Holochain has two main value pillars:

  1. Intrinsic data validity: Empowered by the Holochain runtime, each user runs their own copy of the back end code, controls their identity, and stores their own private and public data. Half of the problem is already solved—because everyone has the ‘rules of the game’ in their copy of the code, they can verify that their peers are playing the game correctly just by looking at the data they create.
  2. Peer witnessing: Each piece of public data is witnessed, validated, and stored by a random selection of devices using a DHT. Together, all cooperating participants detect modified or invalid data, spread evidence of corrupt actors or validators, and take steps to counteract threats.

Terminology

  • Conductor: Runtime that sandboxes and runs hApp code. Responsible for all network communication and routing things to the right place.
  • hApp: Holochain application. Composed of slots for cells which provide an aspect of functionality.
  • Cell: occupies slots in an hApp. Alive version of the DNA. Contains state, settings, etc. that is specific to that user
  • DNA: A bundle of Zomes that makes a unit of functionality in a hApp.
  • Zome: (chromosome). Made up of DNA define the core business logic in a DNA, exposing their functions to the conductor.

DHT

Of course, the DHT is really large. You need to know its address in order to retrieve a piece of data that matters to you.

But because Holochain’s DHT is content-addressed, you can only know the address if you can calculate it from the data (in which case you don’t need to retrieve it), or if you discover the address somehow.

Address discovery in Holochain works through anchors and links.

  • Anchors: ‘known’ things you can use as starting points
  • Links: an RDF triple

Source Chain

Each user in a Holochain network creates and stores their own data in a journal called a source chain. Each journal entry is cryptographically signed by its author and is immutable once written.

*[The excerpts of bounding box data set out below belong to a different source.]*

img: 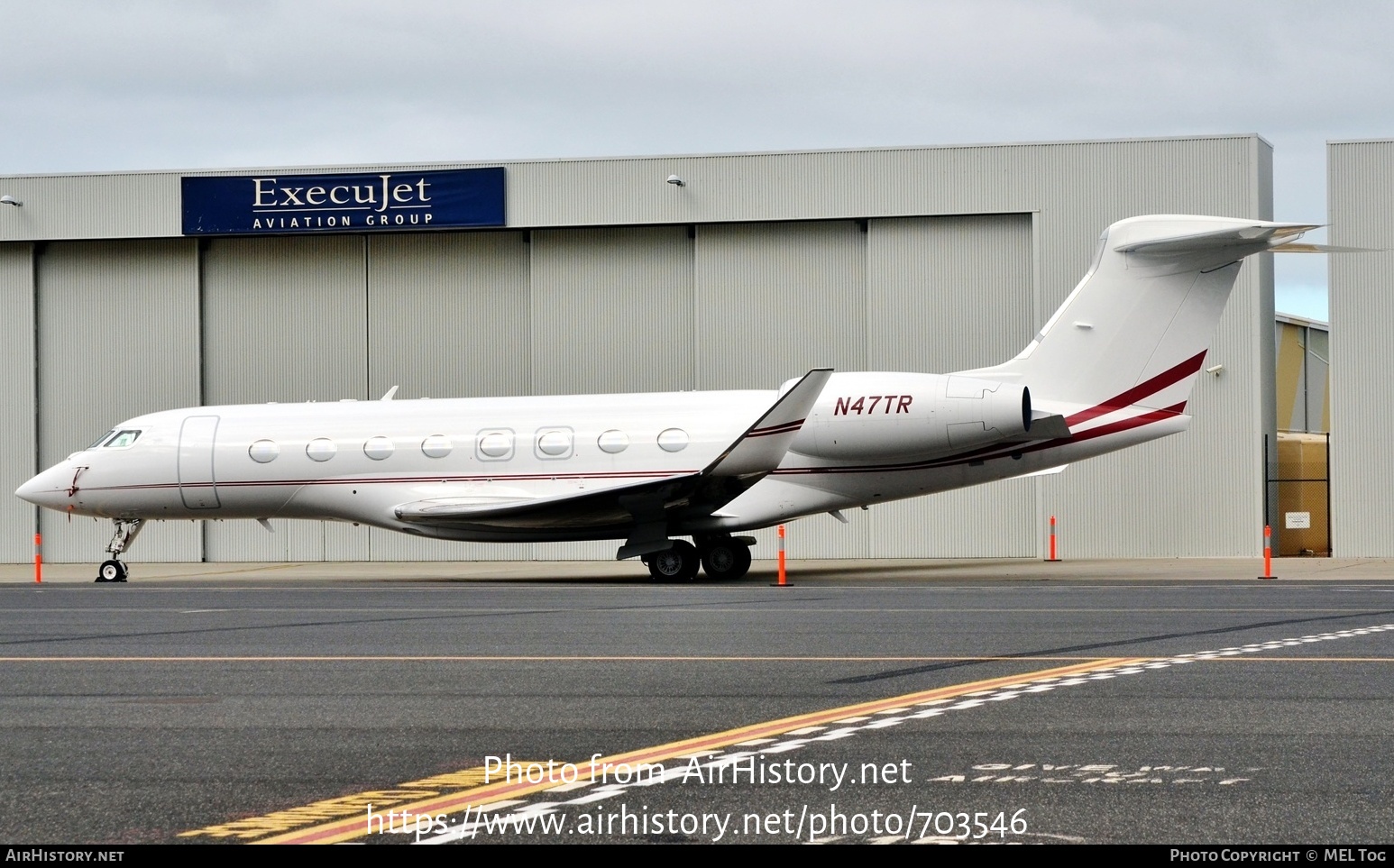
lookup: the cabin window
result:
[475,428,513,461]
[658,428,689,452]
[306,437,339,461]
[362,437,396,461]
[247,440,280,464]
[537,428,572,459]
[103,431,141,449]
[421,434,453,459]
[595,428,628,455]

Identifiers are based off of a public/private key pair. All messages posted to the source chain are signed so they are tamper-proof. Each message refers the previous one in the order so it order can’t be tampered with either.

But unfortunately anyone can modify their own source chain, regenerate the hashes and signatures, and create a perfectly valid, but wrong, alternate history for themselves. The DHT resolves this sharing your source chain actions and public entries with a random selection of your peers, who witness, validate, and hold copies of them.